La Chine a une long liste de différends frontaliers sur terre comme sur mer, des confins de l'Himalaya face à l'Inde, aux îles Spratleys, dont elle se dispute la souveraineté avec les Philippines, Bruneï, la Malaisie, Taïwan et le Vietnam.

Ces pays d'Asie du Sud-Est se retrouvent aujourd'hui dans la position embarrassante de défendre leurs intérêts territoriaux face à un géant économique qu'ils ne peuvent se permettre d'offenser.

Ils suivent donc avec attention l'évolution des tensions sino-japonaises autour d'îlots de mer de Chine orientale revendiqués par les deux pays.

Ils ont pris aussi bonne note de l'avertissement lancé par Pékin sur la Mer de Chine du Sud à la veille de la rencontre du président américain Barack Obama avec les dirigeants de l'Association des nations de l'Asie du Sud-Est (Asean), vendredi à New York.

«Nous sommes résolument opposés à ce que des pays non concernés interfèrent dans les différends» territoriaux opposant la Chine à d'autres pays de la région, a averti la porte-parole du ministère des Affaires étrangères, Jiang Yu.

Les pays d'Asie du Sud-Est craignent de se retrouver «coincés entre deux buffles qui se tiennent tête», résume Simon Tay, de l'Institut des Affaires internationales à Singapour. Si Pékin et Washington «commencent à exhiber leurs muscles», les dix pays de l'Asean «devront montrer un front uni et ne pas être divisés, comme durant la Guerre froide», conseille-t-il.

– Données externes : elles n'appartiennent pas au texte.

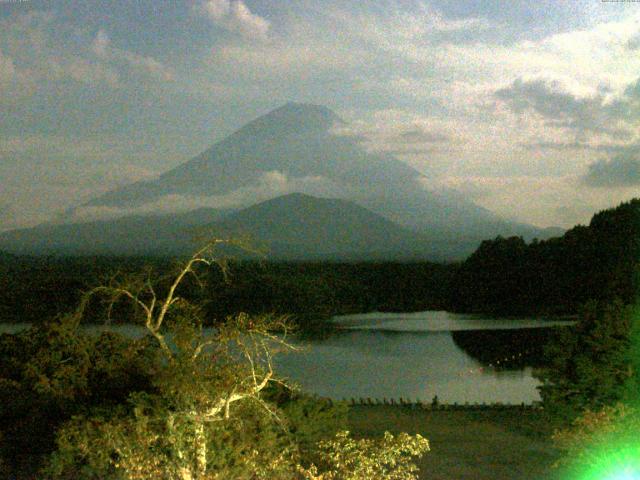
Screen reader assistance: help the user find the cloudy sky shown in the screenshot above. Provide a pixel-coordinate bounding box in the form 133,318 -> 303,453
0,0 -> 640,230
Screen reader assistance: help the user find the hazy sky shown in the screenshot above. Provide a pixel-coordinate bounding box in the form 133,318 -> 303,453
0,0 -> 640,230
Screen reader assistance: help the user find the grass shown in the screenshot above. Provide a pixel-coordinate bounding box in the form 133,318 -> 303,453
349,405 -> 558,480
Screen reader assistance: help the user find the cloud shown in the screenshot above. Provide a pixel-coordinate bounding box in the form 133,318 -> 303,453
199,0 -> 270,40
0,50 -> 16,84
91,30 -> 111,58
582,147 -> 640,188
522,141 -> 637,153
495,79 -> 637,138
398,128 -> 451,143
91,29 -> 175,81
71,170 -> 343,222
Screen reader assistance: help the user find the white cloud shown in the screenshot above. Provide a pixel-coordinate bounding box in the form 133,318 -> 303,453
199,0 -> 270,40
202,0 -> 231,21
71,170 -> 341,222
91,29 -> 175,81
91,30 -> 111,58
0,50 -> 16,83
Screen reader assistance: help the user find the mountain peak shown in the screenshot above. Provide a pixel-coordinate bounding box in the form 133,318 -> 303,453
236,102 -> 344,136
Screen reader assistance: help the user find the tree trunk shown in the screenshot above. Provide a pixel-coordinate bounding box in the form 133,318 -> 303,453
195,420 -> 207,480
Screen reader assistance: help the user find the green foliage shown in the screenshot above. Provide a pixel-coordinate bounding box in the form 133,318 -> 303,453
449,199 -> 640,315
301,431 -> 429,480
12,244 -> 428,480
0,316 -> 157,472
536,301 -> 633,421
553,403 -> 640,480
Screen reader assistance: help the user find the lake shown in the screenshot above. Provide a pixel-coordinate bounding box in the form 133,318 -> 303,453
0,311 -> 573,403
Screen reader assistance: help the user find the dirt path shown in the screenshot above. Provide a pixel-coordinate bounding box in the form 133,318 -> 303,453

La Chine cherche traditionnellement à régler les disputes par des négociations bilatérales avec chaque pays concerné, s'opposant à leur «internationalisation».

C'est donc sans surprise qu'elle a mal accueilli la proposition faite par la secrétaire d'État Hillary Clinton d'une approche multilatérale de la question de la Mer de Chine du Sud. La résolution de ces disputes est «une priorité diplomatique majeure des États-Unis», avait-elle insisté en juillet à Hanoi.

Pour Pékin, la question ne se pose pas car «la Chine possède des droits de souveraineté indiscutables sur les îles de la mer de Chine de Sud et les eaux adjacentes», a rappelé mardi Mme Jiang. Soit une zone très étendue entre le Vietnam, la Malaisie et les Philippines. S'y trouvent notamment des hauts-fonds riches en hydrocarbures près des archipels des Paracels et des Spratleys.

Pékin envisage cependant avec l'Asean une évaluation commune des hauts fonds et du potentiel de la zone en hydrocarbures.

Quelques pays, comme le Vietnam qui s'était battu contre la Chine en 1998, ont salué la nouvelle fermeté des États-Unis, considérés comme un précieux contre-poids à Pékin.

Mais d'autres pays ne sont pas aussi enthousiastes. La Thaïlande, le Cambodge et Singapour «ne veulent absolument pas d'une confrontation entre les États-Unis et la Chine qui les obligerait à choisir un camp, ce qu'ils ne veulent surtout pas», affirme Li Mingjiang, de l'Ecole S. Rajaratnam School d'études internationales de Singapour.

«L'intérêt de l'Asie du Sud-Est est la poursuite de la stabilité et le maintien de la liberté de navigation» afin de préserver son envol économique, souligne Rodolfo Severino, ancien secrétaire-général de l'Asean.

Pour Ernest Bower, du Centre des Études stratégiques et internationales de Washington, la nouvelle dynamique liée à l'essor de la Chine présente à la fois «une grande opportunité et un risque élevé» pour l'une des régions les plus dynamiques au monde.